Efficient hybrid algorithm for the dynamic creation of wormlike chains in solutions, brushes, melts and glasses. M. Kroger.

PROGRAM SUMMARY
Title of program: GenPol
Catalogue identifier: ADJU
Ref. in CPC: 118(1999)278
Distribution format: uuencoded compressed tar file
Operating system: UNIX, Linux
High speed store required: 1MK words
Number of bits in a word: 16
Number of lines in distributed program, including test data, etc: 7181
Programming language used: Fortran
Computer: Silicon Graphics

Nature of physical problem:
The problem is to place and relax flexible, semiflexible or stiff, tethered or free model polymer chains within a finite volume with periodic boundaries such that the configurational statistics is obtained from a microscopic potential which determines the local and - affected by concentration and excluded volume - global conformational features of the system in a 'physical' way. The resulting configuration obeys a minimum distance criterion.

Method of solution
In a first step, according to the chosen system parameters, a mixture of phantom and excluded volume chains plus solvent particles are placed into the (finite and final) simulation box by a Monte Carlo algorithm. A subsequent molecular dynamics algorithm solves Newton's equations of motion during the relaxation phase, while the strength of the repulsive and attractive forces, the temperature and integration time step control interact with each other by a global optimization procedure which minimizes the CPU request for the goals i) the minimum distance between particles is reaching (finally above) its lower limit and ii) the changes in both local and global conformational properties - as determined by the Monte Carlo procedure - are kept at a very low level. The algorithm interrupts the relaxation process when a break off condition (actually the minimum distance criterion) is fulfilled.
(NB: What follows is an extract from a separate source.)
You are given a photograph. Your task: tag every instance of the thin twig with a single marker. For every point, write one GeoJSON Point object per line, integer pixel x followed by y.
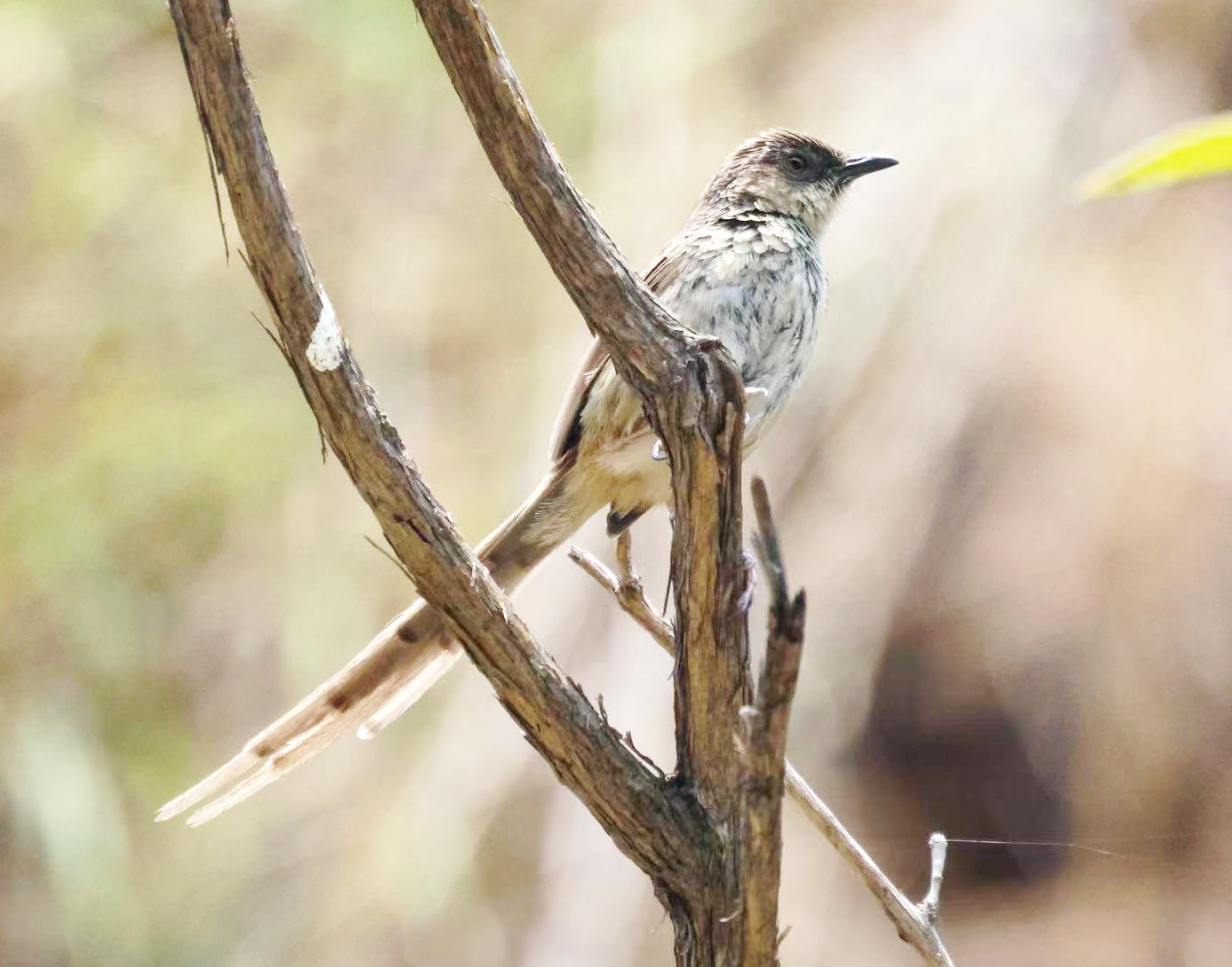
{"type": "Point", "coordinates": [768, 733]}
Restrictions on the complexity of the problem
None, except that the machine must provide the needed main memory (see Sec. 3).

Typical running time
The typical running time increases with the bulk density and the minimum separation distance and is linearly increasing with system size. The creation time is of the order of 0.04-0.05 seconds per monomer on a SGI Octane (R10000, 195 MHz) workstation. See the Sec. 4 'Benchmarking' for explicit CPU times.